This week I have had the opportunity to view several of the pieces in the Berger-Cloonan Collection of Decorated Papers at the Cushing Memorial Library and Archives at Texas A&M University, and to hear the collectors speak of their journey and about decorated papers. It’s been fascinating.
What are decorated papers? In the very basic sense, it is paper that has been decorated in some way, and in the case of the Berger-Cloonan Collection, papers that have been decorated by hand. Berger and Cloonan have travelled the world to find papers to add to the collection, often directly from the artists themselves. The Blue Batik Zig Zags paper I used to cover my gaming binder is an example of commercial decorated paper.
One thing Sid Berger said during the talk has been turning in my mind: he wants complete sheets of paper and abhors the thought of cutting any of the papers into smaller pieces.
But what are decorated papers for? In book production, these types of papers are often used for the nice end papers inside the cover of hardcopy books and special editions. To be used for this purpose, the papers must be cut to size.
As an archivist-in-training, with a touch of a hoarding impulse, I recognize the desire to keep beautiful pieces intact. But also as an archivist-in-training and historian, with a dose of pragmatism, I see the importance of letting these papers fulfill their functions: to be used, to be appreciated in the way they bring beauty to an object that brings together a variety of specialized trades. A book that has decorated paper inside, or even outside, the cover lets us know that not only was this book considered special enough to warrant beautiful paper in its binding, but also that such artisanship was valued by its makers and audience. And that is just the beginning of the insights we could learn from such an object.
In some ways it comes down to the intention or purpose behind the object. Some of these pieces truly are works of art. Some of the artists made these papers specifically to be included in the Berger-Cloonan collection. Some of these pieces were not made to be used as end papers in books, but are intended to be kept whole. These pieces can be framed and appreciated as the works of art they clearly are.

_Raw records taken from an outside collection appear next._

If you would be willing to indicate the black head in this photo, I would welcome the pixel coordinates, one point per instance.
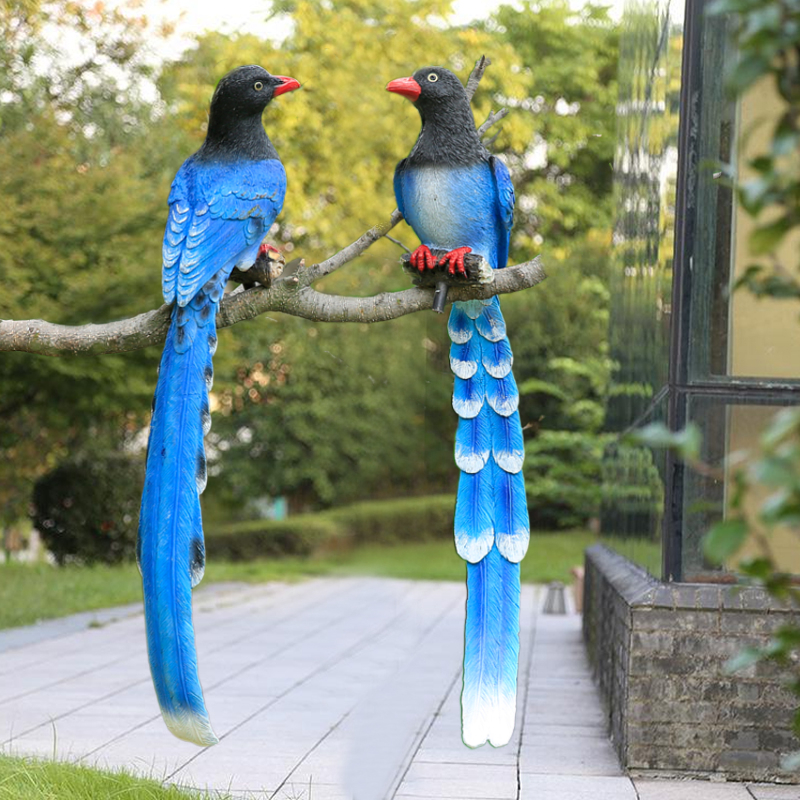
(448, 133)
(432, 89)
(247, 90)
(234, 121)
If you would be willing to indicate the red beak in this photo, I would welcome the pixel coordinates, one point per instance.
(287, 85)
(408, 87)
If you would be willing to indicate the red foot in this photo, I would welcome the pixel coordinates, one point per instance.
(455, 260)
(269, 251)
(422, 258)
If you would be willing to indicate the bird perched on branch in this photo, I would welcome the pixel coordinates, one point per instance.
(223, 201)
(459, 198)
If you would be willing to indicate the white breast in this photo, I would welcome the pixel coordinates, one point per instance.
(435, 217)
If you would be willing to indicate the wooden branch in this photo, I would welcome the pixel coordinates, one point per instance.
(309, 275)
(476, 75)
(289, 296)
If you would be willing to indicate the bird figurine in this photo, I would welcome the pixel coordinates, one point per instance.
(458, 198)
(223, 201)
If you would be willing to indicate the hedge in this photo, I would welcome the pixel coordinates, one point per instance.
(376, 522)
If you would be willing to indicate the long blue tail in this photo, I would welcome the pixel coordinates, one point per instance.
(171, 552)
(491, 521)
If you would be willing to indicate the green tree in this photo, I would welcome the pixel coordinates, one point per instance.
(83, 188)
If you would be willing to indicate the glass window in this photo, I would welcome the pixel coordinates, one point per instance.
(731, 427)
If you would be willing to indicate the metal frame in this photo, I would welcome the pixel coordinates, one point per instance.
(681, 389)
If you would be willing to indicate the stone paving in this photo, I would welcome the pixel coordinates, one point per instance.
(330, 689)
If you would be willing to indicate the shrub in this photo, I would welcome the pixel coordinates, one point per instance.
(563, 478)
(296, 536)
(376, 522)
(392, 521)
(87, 509)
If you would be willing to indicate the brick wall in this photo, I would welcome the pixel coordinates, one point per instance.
(658, 652)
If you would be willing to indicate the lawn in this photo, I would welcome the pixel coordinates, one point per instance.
(29, 593)
(32, 779)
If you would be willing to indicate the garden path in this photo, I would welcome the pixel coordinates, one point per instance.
(328, 689)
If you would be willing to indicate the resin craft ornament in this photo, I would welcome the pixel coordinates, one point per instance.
(458, 198)
(223, 201)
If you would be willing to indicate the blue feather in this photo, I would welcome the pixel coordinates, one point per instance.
(219, 213)
(496, 357)
(502, 394)
(170, 549)
(473, 520)
(460, 326)
(473, 206)
(468, 395)
(464, 358)
(511, 520)
(508, 449)
(473, 442)
(491, 651)
(490, 323)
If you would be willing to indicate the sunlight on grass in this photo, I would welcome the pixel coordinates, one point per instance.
(29, 593)
(33, 779)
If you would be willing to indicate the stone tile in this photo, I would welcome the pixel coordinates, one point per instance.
(690, 790)
(574, 757)
(575, 787)
(772, 791)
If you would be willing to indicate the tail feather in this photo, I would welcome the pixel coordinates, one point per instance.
(473, 523)
(171, 550)
(491, 650)
(491, 520)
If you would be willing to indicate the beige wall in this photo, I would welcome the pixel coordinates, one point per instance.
(764, 334)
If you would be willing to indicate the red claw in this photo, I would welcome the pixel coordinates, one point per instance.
(422, 258)
(455, 260)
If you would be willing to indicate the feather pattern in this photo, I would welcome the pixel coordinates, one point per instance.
(491, 651)
(171, 550)
(223, 200)
(454, 194)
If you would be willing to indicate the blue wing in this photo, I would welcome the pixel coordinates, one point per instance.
(504, 199)
(219, 213)
(398, 185)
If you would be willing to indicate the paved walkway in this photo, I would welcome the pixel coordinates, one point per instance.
(330, 689)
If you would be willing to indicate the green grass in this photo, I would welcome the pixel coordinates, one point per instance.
(32, 779)
(29, 593)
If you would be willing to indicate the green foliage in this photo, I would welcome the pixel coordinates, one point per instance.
(563, 478)
(347, 412)
(297, 536)
(686, 443)
(372, 522)
(563, 174)
(87, 508)
(84, 190)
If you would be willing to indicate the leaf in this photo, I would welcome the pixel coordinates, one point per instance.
(759, 568)
(766, 238)
(724, 539)
(686, 443)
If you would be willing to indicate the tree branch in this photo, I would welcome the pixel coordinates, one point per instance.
(476, 75)
(289, 296)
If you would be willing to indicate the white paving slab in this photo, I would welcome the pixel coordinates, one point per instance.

Therein lies the distinction. The truly singular pieces, made with the intent to be viewed as a whole, intact piece, should be kept so; but the inclusion of an entire ream (hundreds of pages) of a similar, repetitive design that was made commercially perhaps would serve its purpose better by being used. Of course, I was not privy to the appraisal process and may be unaware of the reasons why reams of material were included in the collection. Nor am I an art historian nor a decorated paper aficionado. I am, however, someone who appreciates craftsmanship and the practical and the mundane made beautiful.
We have the tendency to hide away our beautiful and finely crafted things, wrapped carefully and kept safe, hidden from view. How often do we actually use that special china, or knit something from that beautiful and hand-dyed yarn, or drink that unique tea? But how well can we enjoy those things if we do not see them or use them? Yes, using them poses some risk — we might break the china, the project for the yarn might not work out, the tea will be consumed — but this risk is part of living life. Let us use the beautiful things meant to be used and enjoyed in their use.
What do you think? How do you decide what is ‘too special’ to use and what isn’t?
All images in this post are of papers included in the Berger-Cloonan Collection of Decorated Papers in the Cushing Memorial Library and Archives at Texas A&M University. This post will be updated with the names of the individual artists once I have that information.